Les projets qu’il faut contester ou remanier sont en général de plus grande envergure, comme celui du barrage d’Inga. Il s’agit d’un mégaprojet qui fournira de l’énergie hydroélectrique à un grand nombre de pays voisins. Il s’agit d’une entreprise louable, mais il faut se demander si les millions de dollars qui sont dépensés réduiront effectivement la pauvreté du peuple congolais. Aujourd’hui, je me rends compte que les réussites dont j’ai été témoin sont l’exception et non la règle.

Si l’on mesure le succès au nombre de vies sauvées, nous devons viser des solutions fondées sur les résultats, éprouvées et économiques, qui réussissent à éviter souffrances et morts inutiles. Nous ne pouvons nous permettre d’injecter des fonds dans un organisme qui ne rend pas compte de ses actes, en espérant que tout ira bien. Selon le rapport de l’IEG, les programmes de réforme du secteur de la santé ont été parmi les moins performants, mais 89 % des programmes portant sur les maladies infectieuses (comme le paludisme et la tuberculose) ont donné de bons résultats.
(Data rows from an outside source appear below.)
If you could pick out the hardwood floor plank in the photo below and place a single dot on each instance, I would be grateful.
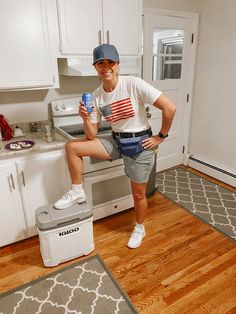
(183, 265)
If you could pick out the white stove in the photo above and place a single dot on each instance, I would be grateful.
(106, 185)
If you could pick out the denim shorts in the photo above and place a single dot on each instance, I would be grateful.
(138, 167)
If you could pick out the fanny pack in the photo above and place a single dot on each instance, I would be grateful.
(130, 146)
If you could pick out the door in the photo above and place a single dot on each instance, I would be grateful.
(80, 26)
(44, 179)
(12, 221)
(168, 64)
(122, 22)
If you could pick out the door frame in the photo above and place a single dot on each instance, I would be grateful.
(188, 89)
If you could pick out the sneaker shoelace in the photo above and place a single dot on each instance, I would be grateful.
(67, 195)
(136, 233)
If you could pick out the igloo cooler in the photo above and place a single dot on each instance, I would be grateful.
(64, 234)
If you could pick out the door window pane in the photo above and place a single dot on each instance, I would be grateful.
(167, 53)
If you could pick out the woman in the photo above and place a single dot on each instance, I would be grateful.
(120, 99)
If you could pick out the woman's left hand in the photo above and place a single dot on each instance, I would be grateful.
(151, 142)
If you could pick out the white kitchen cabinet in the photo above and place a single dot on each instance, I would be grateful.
(27, 183)
(12, 222)
(84, 24)
(43, 180)
(26, 54)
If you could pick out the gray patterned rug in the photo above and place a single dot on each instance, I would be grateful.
(83, 288)
(208, 201)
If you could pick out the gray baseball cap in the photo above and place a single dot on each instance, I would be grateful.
(105, 51)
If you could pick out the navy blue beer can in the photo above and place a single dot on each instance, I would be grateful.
(87, 100)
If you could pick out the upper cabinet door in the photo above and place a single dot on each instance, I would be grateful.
(80, 26)
(84, 24)
(122, 22)
(25, 55)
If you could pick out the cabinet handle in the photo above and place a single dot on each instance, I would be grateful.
(99, 37)
(23, 178)
(108, 37)
(12, 182)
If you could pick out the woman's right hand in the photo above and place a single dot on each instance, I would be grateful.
(83, 111)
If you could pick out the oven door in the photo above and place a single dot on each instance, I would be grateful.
(94, 164)
(108, 191)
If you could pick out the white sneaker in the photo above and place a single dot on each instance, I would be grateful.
(136, 237)
(69, 199)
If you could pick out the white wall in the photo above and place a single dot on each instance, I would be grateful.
(176, 5)
(213, 126)
(26, 106)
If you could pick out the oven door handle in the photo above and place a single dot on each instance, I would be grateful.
(103, 175)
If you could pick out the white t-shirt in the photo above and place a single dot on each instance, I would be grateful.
(124, 106)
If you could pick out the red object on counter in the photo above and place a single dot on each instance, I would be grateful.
(5, 129)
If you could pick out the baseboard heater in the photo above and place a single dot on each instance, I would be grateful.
(216, 172)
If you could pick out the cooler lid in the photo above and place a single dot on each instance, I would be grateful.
(47, 217)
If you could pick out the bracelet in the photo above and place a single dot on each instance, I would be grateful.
(163, 136)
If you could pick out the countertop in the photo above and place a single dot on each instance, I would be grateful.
(40, 144)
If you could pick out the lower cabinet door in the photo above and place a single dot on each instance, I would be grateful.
(12, 221)
(43, 180)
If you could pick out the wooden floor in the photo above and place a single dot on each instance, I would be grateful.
(183, 265)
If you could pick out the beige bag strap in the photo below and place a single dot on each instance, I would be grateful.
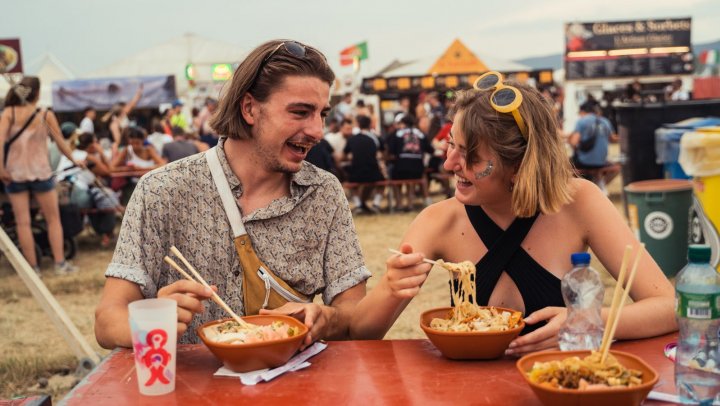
(231, 209)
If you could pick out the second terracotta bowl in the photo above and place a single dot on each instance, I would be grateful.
(253, 356)
(589, 397)
(468, 344)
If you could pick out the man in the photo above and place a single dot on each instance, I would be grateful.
(87, 124)
(179, 148)
(590, 142)
(296, 215)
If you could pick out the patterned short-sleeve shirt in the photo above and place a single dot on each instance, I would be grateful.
(308, 238)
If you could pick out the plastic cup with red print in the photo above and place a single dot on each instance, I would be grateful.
(153, 324)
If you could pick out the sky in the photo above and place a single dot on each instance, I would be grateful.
(90, 34)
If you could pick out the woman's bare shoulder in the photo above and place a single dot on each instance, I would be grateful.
(433, 222)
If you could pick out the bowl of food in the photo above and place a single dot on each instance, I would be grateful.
(471, 332)
(268, 341)
(564, 378)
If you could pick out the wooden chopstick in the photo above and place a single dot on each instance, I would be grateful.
(199, 278)
(616, 296)
(625, 295)
(429, 261)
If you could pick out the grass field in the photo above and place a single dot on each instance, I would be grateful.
(34, 358)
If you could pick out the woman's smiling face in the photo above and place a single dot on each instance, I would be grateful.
(483, 182)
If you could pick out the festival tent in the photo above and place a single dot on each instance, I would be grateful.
(173, 57)
(456, 59)
(455, 68)
(49, 69)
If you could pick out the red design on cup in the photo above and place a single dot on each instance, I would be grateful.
(156, 358)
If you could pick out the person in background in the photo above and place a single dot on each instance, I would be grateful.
(589, 154)
(202, 123)
(179, 148)
(177, 117)
(408, 148)
(25, 170)
(515, 189)
(337, 141)
(675, 91)
(87, 124)
(344, 108)
(138, 154)
(118, 119)
(158, 138)
(364, 151)
(88, 190)
(321, 155)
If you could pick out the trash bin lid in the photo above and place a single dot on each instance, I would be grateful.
(715, 129)
(659, 185)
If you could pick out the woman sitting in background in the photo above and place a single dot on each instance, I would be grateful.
(87, 189)
(515, 192)
(137, 156)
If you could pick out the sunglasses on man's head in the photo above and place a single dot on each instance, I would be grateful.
(505, 98)
(293, 48)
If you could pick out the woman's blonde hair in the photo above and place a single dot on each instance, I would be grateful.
(543, 168)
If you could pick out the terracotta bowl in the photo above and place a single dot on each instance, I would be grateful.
(253, 356)
(589, 397)
(470, 344)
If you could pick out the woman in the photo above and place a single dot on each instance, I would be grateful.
(26, 168)
(514, 171)
(118, 120)
(138, 156)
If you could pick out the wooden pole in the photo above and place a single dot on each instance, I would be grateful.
(47, 301)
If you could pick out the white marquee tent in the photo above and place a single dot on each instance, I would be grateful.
(171, 58)
(49, 69)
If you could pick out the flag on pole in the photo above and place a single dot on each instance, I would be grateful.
(353, 54)
(709, 57)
C’est probablement parce que nous savons comment fonctionner dans ces secteurs et mesurer les résultats.

Il faut tenir la Banque mondiale responsable de ses actes et de la manière dont sont dépensées les énormes sommes que nous investissons dans l’aide à l’étranger. Concrètement, je compte demander à nos directeurs exécutifs à la Banque mondiale de témoigner devant le Comité permanent des affaires étrangères pour expliquer les dérapages et comment remédier aux problèmes.

Il reste un peu plus de cinq avant la date butoir fixée pour la réalisation des objectifs du Millénaire pour le développement, et nous devons donc veiller à ce que les efforts visant à améliorer la santé et la qualité de vie des plus démunis au monde ne soient pas gaspillés. La Banque mondiale doit appuyer des programmes de santé qui fonctionnent, sont axés sur les résultats et mesurent les progrès sous l’angle du nombre de vies épargnées.

Paul Dewar est député d’Ottawa Centre et le nouveau porte-parole du Parti néo-démocrate en matière d’affaires étrangères. Il s’est rendu en République démocratique du Congo en sa qualité de président du Groupe parlementaire multipartite pour la prévention du génocide et d’autres crimes contre l’humanité.